Mendieta drew heavily on research about indigenous beliefs, including Santería deities. Fearing essentialist readings, she eventually attempted to distance her work from association with feminist goddess cults, but biases were hard to shake. Sculptures and drawings Mendieta produced during the early 1980s are haunting but uncharacteristically static. On the other hand, the Super-8 films with which she carefully documented her actions form the show’s radiant heart. Iles notes in the catalogue that ‘just as Mendieta constructed each action and sculpture as a private act of meditation and dedication, she filmed each one in a way that allows it to be re-experienced.’ Camera angles, distance, framing and colour contribute to their tense poetry. Shot from multiple vantage points in the film Untitled (Flower Person) (1975), a white peony figure floats down a creek on a bier then breaks apart, evoking the dying Ophelia. The spine-tingling footage of Anima, Silueta de Cohetes (Soul, Silhouette of Fireworks, 1976) shows the artist’s wicker effigy exploding with fireworks at night-time.

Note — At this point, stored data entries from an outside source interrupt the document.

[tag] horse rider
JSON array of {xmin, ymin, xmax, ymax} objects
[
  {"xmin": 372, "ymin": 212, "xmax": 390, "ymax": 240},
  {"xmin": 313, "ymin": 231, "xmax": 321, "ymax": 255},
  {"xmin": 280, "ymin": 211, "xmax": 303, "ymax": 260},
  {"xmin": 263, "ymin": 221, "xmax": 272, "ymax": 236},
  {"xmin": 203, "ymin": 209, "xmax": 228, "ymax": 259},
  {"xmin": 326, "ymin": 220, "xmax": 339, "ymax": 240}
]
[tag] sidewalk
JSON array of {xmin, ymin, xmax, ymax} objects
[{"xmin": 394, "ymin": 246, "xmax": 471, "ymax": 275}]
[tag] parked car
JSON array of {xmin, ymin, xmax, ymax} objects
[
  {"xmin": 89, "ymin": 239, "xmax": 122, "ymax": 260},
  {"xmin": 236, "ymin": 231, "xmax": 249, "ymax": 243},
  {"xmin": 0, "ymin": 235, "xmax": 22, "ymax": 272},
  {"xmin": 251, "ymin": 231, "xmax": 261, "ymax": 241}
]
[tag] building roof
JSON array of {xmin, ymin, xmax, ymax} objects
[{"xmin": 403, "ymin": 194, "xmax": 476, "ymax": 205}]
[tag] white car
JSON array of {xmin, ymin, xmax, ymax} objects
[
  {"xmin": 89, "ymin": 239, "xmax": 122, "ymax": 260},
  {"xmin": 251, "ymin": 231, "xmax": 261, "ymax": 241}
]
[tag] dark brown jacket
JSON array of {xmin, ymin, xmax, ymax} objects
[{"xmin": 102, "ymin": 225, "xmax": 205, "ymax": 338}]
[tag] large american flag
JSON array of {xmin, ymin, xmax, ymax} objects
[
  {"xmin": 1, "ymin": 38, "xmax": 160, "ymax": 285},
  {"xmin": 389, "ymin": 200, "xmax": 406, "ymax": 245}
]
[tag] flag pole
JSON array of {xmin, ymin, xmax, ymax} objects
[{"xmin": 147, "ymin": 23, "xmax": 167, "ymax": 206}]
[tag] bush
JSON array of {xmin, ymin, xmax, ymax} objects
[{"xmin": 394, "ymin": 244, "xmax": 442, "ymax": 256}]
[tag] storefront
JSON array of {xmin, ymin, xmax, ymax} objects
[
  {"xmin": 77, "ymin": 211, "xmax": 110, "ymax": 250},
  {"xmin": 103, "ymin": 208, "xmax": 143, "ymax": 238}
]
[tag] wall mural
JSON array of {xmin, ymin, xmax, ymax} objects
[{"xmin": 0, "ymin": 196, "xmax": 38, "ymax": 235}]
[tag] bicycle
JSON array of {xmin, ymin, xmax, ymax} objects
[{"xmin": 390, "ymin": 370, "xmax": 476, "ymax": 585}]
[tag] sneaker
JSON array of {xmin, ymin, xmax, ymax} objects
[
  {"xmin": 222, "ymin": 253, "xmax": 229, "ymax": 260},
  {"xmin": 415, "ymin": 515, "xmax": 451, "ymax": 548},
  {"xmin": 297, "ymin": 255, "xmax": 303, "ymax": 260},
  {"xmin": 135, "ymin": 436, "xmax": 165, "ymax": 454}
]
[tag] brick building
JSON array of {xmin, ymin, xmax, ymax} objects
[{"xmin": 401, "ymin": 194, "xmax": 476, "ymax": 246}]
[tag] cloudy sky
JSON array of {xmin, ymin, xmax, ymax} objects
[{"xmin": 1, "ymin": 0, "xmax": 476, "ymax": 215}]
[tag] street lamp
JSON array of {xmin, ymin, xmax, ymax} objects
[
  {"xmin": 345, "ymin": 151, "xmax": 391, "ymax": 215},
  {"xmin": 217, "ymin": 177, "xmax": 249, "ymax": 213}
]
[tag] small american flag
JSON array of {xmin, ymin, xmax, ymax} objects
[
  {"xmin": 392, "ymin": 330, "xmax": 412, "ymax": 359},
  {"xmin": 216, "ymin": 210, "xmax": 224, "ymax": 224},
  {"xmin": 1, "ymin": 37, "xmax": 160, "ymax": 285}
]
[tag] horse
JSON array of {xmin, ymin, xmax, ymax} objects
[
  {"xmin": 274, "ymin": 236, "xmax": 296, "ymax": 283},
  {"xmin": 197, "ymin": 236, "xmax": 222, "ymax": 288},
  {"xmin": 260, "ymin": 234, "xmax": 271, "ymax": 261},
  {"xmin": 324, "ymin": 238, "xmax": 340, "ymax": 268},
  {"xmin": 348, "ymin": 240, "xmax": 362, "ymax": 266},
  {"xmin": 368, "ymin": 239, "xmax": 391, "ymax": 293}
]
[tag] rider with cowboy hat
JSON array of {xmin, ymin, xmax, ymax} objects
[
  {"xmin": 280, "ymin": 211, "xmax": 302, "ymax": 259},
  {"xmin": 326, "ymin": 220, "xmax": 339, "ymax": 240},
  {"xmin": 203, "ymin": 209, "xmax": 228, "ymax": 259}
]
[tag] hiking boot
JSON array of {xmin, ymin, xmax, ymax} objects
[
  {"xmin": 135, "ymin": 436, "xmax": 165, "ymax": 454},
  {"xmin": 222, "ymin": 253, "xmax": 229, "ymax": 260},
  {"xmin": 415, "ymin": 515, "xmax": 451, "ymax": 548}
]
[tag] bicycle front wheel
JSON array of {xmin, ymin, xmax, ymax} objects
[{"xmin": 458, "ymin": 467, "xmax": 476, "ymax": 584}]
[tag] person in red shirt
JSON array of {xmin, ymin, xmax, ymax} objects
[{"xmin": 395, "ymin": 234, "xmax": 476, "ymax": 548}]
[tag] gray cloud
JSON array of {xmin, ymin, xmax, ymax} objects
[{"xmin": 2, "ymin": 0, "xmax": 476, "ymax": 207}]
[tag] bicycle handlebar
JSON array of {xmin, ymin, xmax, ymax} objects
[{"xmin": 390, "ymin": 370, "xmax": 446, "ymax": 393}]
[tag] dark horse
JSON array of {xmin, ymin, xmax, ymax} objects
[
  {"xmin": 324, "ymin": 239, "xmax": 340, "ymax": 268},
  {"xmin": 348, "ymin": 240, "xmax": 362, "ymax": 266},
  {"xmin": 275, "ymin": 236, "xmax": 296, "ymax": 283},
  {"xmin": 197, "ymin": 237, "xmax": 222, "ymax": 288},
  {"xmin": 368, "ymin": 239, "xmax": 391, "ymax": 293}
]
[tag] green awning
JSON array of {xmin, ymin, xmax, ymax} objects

Mendieta produced nearly 80 of these films, making her, as Iles points out, the most prolific artist-–filmmaker of the period. The tendency to overemphasize aspects of Mendieta’s personal biography, especially her gender and tragic death, calls to mind similar problems with the critical reception of Eva Hesse’s work. (In contrast, Robert Smithson’s reputation was only enhanced by his early demise, which was perceived as unconnected to his artistic production rather than somehow inevitable.) But this Cuban émigrée knew that she faced multiple challenges in presenting her radically inventive work. A decade ago Luis Camnitzer wrote perceptively in his book New Art of Cuba of the rift between Mendieta’s art and the contemporary American mainstream caused by the dual preoccupation with her work as ‘ethnic and feminist’. He wrote: ‘The fact of her double separateness, along with the artificiality of the quota system, created a static that tended to interfere with a direct relationship to her work by the audience.’ Camnitzer went on to quote derogatory remarks made by certain critics after Mendieta’s death and to note that, even in 1994, the time was not ripe for adequate appreciation of her work. One hopes that time has finally arrived.